CHARLESTON, West Virginia: West Virginia State Senate President Jeffrey Kessler (D) is continuing to push for a "Future Fund" for West Virginia, modeled after North Dakota's Legacy Fund. The fund, as Kessler proposes, would put a portion of the anticipated increase in severance fees charged to fuel companies into savings that could not be used until later years.[1]

North Dakota implemented their Legacy Fund in 2011, and the oil and natural gas boom there pushed the Legacy Fund's reserves up to $1 billion in the first 20 months of it's existence.[2] Now, with natural gas exploration increasing in West Virginia, supporters of the Future Fund argue that West Virginia should set aside a portion of the new revenue collected for later use. They note that if a small portion of West Virginia's coal wealth had been saved in the boom years, the state would likely be very wealthy today, rather than one of the poorest states in the country.[1][3][4][5] Opponents argue that the state should use that expected revenue to fix roads and address contemporary shortcomings, and note that the state already has $1 billion in the existing Rainy Day Fund.[6]
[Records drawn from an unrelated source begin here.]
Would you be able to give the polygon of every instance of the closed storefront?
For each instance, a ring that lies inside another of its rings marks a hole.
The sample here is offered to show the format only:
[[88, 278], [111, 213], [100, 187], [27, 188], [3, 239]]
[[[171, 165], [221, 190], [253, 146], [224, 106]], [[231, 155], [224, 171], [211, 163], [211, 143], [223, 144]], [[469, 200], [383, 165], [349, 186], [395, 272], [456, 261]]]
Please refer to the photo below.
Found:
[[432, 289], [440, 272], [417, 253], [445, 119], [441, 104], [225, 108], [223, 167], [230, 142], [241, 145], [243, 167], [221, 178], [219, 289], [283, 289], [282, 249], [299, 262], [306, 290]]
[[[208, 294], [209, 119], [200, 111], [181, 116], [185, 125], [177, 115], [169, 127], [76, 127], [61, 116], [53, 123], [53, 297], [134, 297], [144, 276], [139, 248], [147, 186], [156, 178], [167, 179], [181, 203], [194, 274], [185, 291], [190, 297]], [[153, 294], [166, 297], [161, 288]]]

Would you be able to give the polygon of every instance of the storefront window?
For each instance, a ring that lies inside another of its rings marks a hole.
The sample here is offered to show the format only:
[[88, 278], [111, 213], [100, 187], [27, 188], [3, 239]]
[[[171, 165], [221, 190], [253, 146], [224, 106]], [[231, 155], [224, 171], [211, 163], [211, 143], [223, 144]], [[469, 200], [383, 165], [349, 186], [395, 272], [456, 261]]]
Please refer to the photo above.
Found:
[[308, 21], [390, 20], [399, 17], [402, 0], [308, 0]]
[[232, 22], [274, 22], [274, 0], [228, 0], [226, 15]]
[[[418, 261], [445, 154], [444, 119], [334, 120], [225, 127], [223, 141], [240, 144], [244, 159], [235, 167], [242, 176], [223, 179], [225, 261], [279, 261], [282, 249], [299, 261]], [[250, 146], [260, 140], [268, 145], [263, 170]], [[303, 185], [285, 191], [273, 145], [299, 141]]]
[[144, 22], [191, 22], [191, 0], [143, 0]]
To explore methods for implementing a possible fund, Kessler is planning a trip to North Dakota with up to a dozen other legislators.[1] Members of the delegation have yet to be named, but some, including Senator Daniel Hall (D), have expressed interest in the trip. Hall co-sponsored a bill with Kessler that would have created a version of this fund, but it did not proceed past the Finance Committee this session.[7][2] Kessler expects State Senate Minority Leader Mike Hall (R) and House of Delegates Speaker Tim Miley (D) to join him on the trip.[1]

Recent polling of West Virginia residents found strong support for the idea of a Future Fund. West Virginia residents even support raising the tax on oil and gas companies to bolster the fund.[8] Kessler did not propose that in his legislation, but noted that he did not think a few extra cents per barrel cost would dissuade energy companies from coming to West Virginia.[9]

The cost of the trip cannot be determined until the size and composition of the delegation has been determined, according to Kessler's office.[10]